其他
【他山之石】python从零开始构建知识图谱
“他山之石,可以攻玉”,站在巨人的肩膀才能看得更高,走得更远。在科研的道路上,更需借助东风才能更快前行。为此,我们特别搜集整理了一些实用的代码链接,数据集,软件,编程技巧等,开辟“他山之石”专栏,助你乘风破浪,一路奋勇向前,敬请关注。
地址:https://www.zhihu.com/people/wxj630
知识图谱是数据科学中最迷人的概念之一 学习如何构建知识图谱来从维基百科页面挖掘信息 您将在Python中动手使用流行的spaCy库构建知识图谱
01
1、什么是知识图谱
2、句子分割Sentence Segmentation
在最新的男子单打排名中,印度网球选手纳加尔(Sumit Nagal)上升了6位,从135名上升到职业生涯最好的129名。这位22岁的选手最近赢得了ATP挑战赛的冠军。在2019年的美国网球公开赛上,他迎来了自己的大满贯处子秀,对手是费德勒。纳加尔赢了第一盘。
Indian tennis player Sumit Nagal moved up six places from 135 to a career-best 129 in the latest men’s singles ranking The 22-year-old recently won the ATP Challenger tournament He made his Grand Slam debut against Federer in the 2019 US Open Nagal won the first set
3、实体识别Entities Recognition
import spacy
nlp = spacy.load('en_core_web_sm')
doc = nlp("The 22-year-old recently won ATP Challenger tournament.")
for tok in doc:
print(tok.text, "...", tok.dep_)
'''
输出:
The … det
22-year … amod
– … punct
old … nsubj
recently … advmod
won … ROOT
ATP … compound
Challenger … compound
tournament … dobj
. … punct
'''
4、关系抽取Extract Relations
doc = nlp("Nagal won the first set.")
for tok in doc:
print(tok.text, "...", tok.dep_)
'''
输出:
Nagal … nsubj
won … ROOT
the … det
first … amod
set … dobj
. … punct
'''
02
1、导入相关库Import Libraries
import re
import pandas as pd
import bs4
import requests
import spacy
from spacy import displacy
nlp = spacy.load('en_core_web_sm')
from spacy.matcher import Matcher
from spacy.tokens import Span
import networkx as nx
import matplotlib.pyplot as plt
from tqdm import tqdm
pd.set_option('display.max_colwidth', 200)
%matplotlib inline
2、读取文本数据Read Data
# import wikipedia sentences
candidate_sentences = pd.read_csv("wiki_sentences_v2.csv")
candidate_sentences.shape
'''
(4318, 1)
'''
candidate_sentences['sentence'].sample(5)

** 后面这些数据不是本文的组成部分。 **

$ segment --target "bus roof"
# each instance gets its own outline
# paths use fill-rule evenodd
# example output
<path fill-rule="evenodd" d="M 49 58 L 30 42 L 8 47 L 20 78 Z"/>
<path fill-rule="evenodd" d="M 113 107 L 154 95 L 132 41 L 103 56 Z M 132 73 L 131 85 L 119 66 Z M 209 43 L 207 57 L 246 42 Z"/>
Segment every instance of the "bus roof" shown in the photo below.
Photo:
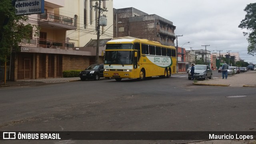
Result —
<path fill-rule="evenodd" d="M 165 47 L 172 47 L 174 48 L 174 46 L 164 46 L 162 45 L 160 42 L 153 41 L 152 40 L 149 40 L 146 39 L 120 39 L 117 40 L 111 40 L 108 41 L 107 42 L 107 44 L 110 43 L 113 44 L 116 43 L 122 43 L 122 42 L 139 42 L 140 41 L 140 42 L 142 43 L 145 43 L 146 44 L 152 44 L 154 45 L 158 45 L 159 46 L 162 46 Z M 151 43 L 151 44 L 150 44 Z"/>

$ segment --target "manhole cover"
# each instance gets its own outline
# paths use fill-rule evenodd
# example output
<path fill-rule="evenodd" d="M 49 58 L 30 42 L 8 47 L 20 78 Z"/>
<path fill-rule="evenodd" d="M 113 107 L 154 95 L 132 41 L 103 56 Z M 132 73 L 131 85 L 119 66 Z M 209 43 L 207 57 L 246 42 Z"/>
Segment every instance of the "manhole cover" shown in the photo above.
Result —
<path fill-rule="evenodd" d="M 240 98 L 242 97 L 246 97 L 247 96 L 227 96 L 227 98 Z"/>

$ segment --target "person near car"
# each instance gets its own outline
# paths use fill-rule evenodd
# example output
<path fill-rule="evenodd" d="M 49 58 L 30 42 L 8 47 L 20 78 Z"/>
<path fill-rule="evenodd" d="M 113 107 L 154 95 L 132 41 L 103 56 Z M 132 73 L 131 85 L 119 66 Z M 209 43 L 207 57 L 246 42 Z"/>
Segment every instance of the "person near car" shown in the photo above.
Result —
<path fill-rule="evenodd" d="M 192 80 L 194 80 L 194 74 L 195 73 L 195 67 L 194 64 L 191 65 L 191 70 L 190 70 L 190 73 L 191 73 L 191 77 L 192 77 Z"/>
<path fill-rule="evenodd" d="M 224 64 L 222 65 L 222 79 L 224 79 L 224 76 L 225 76 L 225 78 L 226 79 L 228 78 L 228 65 L 226 63 L 226 62 L 224 62 Z"/>

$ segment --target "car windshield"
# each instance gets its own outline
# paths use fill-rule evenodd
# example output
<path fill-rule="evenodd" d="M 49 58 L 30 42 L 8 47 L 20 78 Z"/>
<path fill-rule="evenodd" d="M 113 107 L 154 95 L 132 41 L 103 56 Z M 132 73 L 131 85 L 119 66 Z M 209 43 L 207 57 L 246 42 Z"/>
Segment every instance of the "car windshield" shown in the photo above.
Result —
<path fill-rule="evenodd" d="M 99 65 L 92 65 L 89 66 L 86 70 L 98 70 L 99 66 Z"/>
<path fill-rule="evenodd" d="M 105 64 L 133 64 L 134 52 L 132 51 L 106 51 Z"/>
<path fill-rule="evenodd" d="M 195 66 L 195 70 L 205 70 L 206 67 L 204 66 Z"/>

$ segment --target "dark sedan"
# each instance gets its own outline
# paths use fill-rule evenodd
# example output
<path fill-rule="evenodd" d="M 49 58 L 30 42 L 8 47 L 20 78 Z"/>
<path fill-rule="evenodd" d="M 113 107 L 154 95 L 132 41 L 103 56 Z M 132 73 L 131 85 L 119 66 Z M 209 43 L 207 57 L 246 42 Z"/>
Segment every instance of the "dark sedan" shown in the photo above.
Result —
<path fill-rule="evenodd" d="M 240 69 L 240 72 L 245 72 L 246 70 L 244 69 L 244 68 L 243 67 L 239 67 L 239 69 Z"/>
<path fill-rule="evenodd" d="M 95 80 L 99 80 L 103 77 L 104 64 L 95 64 L 89 66 L 85 70 L 80 72 L 79 74 L 81 80 L 87 79 L 93 79 Z M 108 78 L 111 79 L 111 78 Z"/>

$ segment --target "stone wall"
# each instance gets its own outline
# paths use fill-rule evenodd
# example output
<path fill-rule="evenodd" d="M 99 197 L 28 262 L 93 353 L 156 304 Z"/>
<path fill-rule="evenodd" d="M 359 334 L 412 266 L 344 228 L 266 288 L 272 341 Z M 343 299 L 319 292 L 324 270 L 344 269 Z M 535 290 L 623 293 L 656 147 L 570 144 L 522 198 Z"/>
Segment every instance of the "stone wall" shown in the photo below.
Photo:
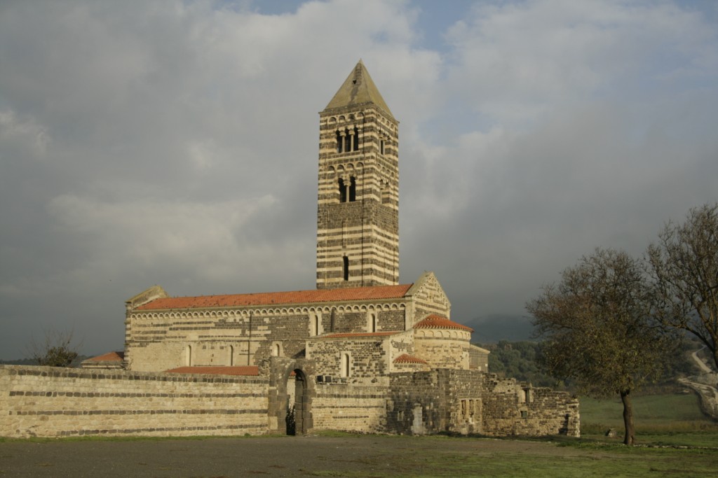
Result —
<path fill-rule="evenodd" d="M 307 358 L 317 369 L 334 381 L 376 383 L 386 381 L 388 373 L 387 336 L 367 334 L 360 337 L 320 338 L 307 343 Z"/>
<path fill-rule="evenodd" d="M 393 373 L 387 431 L 579 435 L 578 399 L 477 371 Z"/>
<path fill-rule="evenodd" d="M 580 435 L 578 398 L 484 374 L 483 433 L 494 436 Z"/>
<path fill-rule="evenodd" d="M 388 388 L 383 385 L 317 383 L 312 404 L 315 430 L 386 431 Z"/>
<path fill-rule="evenodd" d="M 0 436 L 267 431 L 266 377 L 0 365 Z"/>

doc = nlp("the drawdown process is governed by astm standard d823")
for tok in doc:
print(tok.text, "...", tok.dep_)
3、抽取"主语-宾语"对Entity Pairs Extraction
def get_entities(sent):
## chunk 1
# 我在这个块中定义了一些空变量。prv tok dep和prv tok text将分别保留句子中前一个单词和前一个单词本身的依赖标签。前缀和修饰符将保存与主题或对象相关的文本。
ent1 = ""
ent2 = ""
prv_tok_dep = "" # dependency tag of previous token in the sentence
prv_tok_text = "" # previous token in the sentence
prefix = ""
modifier = ""
#############################################################
for tok in nlp(sent):
## chunk 2
# 接下来,我们将遍历句子中的记号。我们将首先检查标记是否为标点符号。如果是,那么我们将忽略它并转移到下一个令牌。如果标记是复合单词的一部分(dependency tag = compound),我们将把它保存在prefix变量中。复合词是由多个单词组成一个具有新含义的单词(例如“Football Stadium”, “animal lover”)。

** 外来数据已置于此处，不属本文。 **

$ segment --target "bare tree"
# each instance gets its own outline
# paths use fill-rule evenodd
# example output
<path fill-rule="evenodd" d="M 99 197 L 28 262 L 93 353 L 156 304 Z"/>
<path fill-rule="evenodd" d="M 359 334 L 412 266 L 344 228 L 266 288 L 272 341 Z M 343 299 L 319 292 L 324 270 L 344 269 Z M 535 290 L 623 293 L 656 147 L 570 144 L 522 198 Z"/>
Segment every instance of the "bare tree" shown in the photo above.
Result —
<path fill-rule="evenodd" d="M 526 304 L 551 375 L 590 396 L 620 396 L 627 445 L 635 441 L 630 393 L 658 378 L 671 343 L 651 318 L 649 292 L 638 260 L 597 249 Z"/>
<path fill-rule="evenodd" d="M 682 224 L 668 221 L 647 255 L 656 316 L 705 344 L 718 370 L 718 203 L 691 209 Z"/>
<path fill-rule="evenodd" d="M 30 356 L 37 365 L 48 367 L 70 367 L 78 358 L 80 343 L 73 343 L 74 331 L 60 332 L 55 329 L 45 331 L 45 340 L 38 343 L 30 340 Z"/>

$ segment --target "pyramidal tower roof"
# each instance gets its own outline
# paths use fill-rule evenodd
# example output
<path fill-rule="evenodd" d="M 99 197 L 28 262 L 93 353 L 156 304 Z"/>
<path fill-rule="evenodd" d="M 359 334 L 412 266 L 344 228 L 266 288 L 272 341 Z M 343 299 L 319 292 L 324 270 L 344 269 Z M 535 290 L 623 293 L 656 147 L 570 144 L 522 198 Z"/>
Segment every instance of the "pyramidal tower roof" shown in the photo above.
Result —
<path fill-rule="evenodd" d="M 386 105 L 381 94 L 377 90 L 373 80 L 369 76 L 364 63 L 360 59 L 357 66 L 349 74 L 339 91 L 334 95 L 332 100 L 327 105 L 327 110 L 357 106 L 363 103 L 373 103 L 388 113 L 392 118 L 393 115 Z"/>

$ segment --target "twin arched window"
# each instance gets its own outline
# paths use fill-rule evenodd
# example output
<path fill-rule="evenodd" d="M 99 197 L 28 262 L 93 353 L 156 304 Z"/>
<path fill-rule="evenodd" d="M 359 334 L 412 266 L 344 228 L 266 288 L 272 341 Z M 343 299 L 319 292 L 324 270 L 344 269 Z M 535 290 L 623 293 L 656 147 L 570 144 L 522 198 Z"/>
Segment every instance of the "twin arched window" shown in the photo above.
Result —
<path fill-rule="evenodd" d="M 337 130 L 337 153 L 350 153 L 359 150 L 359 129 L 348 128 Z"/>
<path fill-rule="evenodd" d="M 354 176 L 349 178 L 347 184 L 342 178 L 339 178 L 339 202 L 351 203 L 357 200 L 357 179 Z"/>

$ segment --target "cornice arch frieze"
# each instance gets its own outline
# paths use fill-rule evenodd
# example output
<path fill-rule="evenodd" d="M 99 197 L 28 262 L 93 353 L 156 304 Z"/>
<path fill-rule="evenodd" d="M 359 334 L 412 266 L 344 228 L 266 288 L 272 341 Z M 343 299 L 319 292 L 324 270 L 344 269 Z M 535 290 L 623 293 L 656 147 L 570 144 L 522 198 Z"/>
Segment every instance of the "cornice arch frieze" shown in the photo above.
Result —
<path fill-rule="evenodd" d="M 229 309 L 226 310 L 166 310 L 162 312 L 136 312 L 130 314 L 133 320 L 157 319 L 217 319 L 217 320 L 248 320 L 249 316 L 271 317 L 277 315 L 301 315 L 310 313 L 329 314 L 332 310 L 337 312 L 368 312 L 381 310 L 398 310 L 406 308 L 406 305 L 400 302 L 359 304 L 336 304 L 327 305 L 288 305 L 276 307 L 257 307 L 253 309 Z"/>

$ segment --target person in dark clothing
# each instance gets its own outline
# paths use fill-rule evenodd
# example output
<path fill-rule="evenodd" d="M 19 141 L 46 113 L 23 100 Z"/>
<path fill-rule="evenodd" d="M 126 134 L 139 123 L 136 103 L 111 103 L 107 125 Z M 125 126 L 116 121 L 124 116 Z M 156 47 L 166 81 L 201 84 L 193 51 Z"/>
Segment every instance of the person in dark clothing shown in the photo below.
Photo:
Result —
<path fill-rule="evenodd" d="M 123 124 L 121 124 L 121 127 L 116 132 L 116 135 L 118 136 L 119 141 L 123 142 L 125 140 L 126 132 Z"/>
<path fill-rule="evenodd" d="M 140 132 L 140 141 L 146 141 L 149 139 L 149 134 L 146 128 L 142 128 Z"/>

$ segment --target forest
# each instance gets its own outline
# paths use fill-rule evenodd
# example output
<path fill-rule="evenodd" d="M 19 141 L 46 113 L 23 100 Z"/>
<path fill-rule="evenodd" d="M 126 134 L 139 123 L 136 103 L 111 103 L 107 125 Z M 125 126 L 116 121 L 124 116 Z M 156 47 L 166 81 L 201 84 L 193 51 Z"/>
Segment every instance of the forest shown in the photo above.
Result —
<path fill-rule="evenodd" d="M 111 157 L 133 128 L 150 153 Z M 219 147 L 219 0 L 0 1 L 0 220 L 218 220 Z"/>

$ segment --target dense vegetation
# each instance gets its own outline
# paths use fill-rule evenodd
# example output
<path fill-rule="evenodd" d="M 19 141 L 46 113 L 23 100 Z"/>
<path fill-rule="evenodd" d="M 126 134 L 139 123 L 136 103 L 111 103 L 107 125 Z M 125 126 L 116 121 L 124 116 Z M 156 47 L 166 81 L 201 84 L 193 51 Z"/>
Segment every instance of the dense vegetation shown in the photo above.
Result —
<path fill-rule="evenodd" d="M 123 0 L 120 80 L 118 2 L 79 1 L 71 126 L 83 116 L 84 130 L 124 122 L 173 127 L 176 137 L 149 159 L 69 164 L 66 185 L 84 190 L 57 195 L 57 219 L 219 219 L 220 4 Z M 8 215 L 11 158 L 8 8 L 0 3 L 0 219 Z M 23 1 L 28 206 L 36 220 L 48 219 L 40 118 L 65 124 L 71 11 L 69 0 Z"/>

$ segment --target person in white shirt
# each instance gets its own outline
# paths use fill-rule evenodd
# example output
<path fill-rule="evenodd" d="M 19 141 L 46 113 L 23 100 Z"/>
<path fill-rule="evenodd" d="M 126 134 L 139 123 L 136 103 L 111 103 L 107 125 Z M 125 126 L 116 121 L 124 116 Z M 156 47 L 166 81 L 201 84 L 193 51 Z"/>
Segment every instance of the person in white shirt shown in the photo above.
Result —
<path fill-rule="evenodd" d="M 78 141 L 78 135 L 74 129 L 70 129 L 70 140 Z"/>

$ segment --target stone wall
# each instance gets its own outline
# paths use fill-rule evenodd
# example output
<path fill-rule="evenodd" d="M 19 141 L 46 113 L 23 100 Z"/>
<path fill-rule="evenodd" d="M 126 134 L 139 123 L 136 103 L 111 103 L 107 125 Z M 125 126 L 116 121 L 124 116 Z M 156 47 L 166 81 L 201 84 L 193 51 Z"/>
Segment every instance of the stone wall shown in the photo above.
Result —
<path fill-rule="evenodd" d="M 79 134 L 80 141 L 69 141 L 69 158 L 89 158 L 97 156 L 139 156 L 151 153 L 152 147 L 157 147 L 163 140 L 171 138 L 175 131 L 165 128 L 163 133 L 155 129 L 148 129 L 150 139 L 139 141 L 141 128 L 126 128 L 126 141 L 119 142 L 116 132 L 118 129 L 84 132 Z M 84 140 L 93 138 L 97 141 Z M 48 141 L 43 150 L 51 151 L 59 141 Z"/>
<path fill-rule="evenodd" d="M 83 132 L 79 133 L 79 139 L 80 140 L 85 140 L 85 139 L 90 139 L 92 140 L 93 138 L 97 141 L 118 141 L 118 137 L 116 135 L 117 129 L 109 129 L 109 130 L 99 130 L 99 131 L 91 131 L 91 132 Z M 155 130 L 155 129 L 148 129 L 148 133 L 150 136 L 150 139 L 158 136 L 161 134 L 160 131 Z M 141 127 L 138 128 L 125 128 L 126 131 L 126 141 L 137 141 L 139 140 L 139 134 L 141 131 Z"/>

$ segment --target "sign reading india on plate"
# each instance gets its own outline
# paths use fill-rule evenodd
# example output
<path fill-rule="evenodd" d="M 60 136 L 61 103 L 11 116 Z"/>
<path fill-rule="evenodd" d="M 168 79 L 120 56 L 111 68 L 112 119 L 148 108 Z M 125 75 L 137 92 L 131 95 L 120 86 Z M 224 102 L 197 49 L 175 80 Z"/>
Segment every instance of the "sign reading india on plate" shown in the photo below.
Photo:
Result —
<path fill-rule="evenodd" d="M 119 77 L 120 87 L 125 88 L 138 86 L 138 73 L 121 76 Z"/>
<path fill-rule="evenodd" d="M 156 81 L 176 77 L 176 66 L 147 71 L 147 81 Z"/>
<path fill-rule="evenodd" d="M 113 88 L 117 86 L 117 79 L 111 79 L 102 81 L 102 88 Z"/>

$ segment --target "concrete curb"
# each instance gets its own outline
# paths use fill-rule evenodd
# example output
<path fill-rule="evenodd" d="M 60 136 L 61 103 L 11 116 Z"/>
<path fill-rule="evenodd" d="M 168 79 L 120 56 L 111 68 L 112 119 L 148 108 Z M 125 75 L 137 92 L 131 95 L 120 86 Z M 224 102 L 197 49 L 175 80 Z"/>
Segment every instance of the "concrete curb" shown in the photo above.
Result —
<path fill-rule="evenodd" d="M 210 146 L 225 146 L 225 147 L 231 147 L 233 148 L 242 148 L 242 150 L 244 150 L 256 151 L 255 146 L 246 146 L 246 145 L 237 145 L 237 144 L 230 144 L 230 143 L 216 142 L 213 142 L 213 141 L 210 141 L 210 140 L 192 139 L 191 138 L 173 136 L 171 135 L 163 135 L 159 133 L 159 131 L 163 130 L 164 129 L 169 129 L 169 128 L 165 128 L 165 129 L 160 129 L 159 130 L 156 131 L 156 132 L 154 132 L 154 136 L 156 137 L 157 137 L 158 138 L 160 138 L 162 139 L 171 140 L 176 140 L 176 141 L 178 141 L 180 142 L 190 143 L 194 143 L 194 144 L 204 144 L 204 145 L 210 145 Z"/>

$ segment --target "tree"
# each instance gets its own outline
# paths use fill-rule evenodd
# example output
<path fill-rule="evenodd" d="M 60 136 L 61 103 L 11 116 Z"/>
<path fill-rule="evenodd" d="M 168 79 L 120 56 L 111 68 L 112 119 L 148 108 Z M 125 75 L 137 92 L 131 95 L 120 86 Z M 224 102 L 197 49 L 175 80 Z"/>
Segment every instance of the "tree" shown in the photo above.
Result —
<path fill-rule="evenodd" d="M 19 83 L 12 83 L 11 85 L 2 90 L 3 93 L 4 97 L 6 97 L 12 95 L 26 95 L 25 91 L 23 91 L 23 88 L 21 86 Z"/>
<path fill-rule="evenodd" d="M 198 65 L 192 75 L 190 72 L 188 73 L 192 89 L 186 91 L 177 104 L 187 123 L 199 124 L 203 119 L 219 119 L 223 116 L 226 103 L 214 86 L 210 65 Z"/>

# 当我们在句子中遇到主语或宾语时,我们会加上这个前缀。我们将对修饰语做同样的事情,例如“nice shirt”, “big house”
# if token is a punctuation mark then move on to the next token
if tok.dep_ != "punct":
# check: token is a compound word or not
if tok.dep_ == "compound":
prefix = tok.text
# if the previous word was also a 'compound' then add the current word to it
if prv_tok_dep == "compound":
prefix = prv_tok_text + " "+ tok.text
# check: token is a modifier or not
if tok.dep_.endswith("mod") == True:
modifier = tok.text
# if the previous word was also a 'compound' then add the current word to it
if prv_tok_dep == "compound":
modifier = prv_tok_text + " "+ tok.text
## chunk 3
# 在这里,如果令牌是主语,那么它将作为ent1变量中的第一个实体被捕获。变量如前缀,修饰符,prv tok dep,和prv tok文本将被重置。
if tok.dep_.find("subj") == True:
ent1 = modifier +" "+ prefix + " "+ tok.text
prefix = ""
modifier = ""
prv_tok_dep = ""
prv_tok_text = ""
## chunk 4
# 在这里,如果令牌是宾语,那么它将被捕获为ent2变量中的第二个实体。变量,如前缀,修饰符,prv tok dep,和prv tok文本将再次被重置。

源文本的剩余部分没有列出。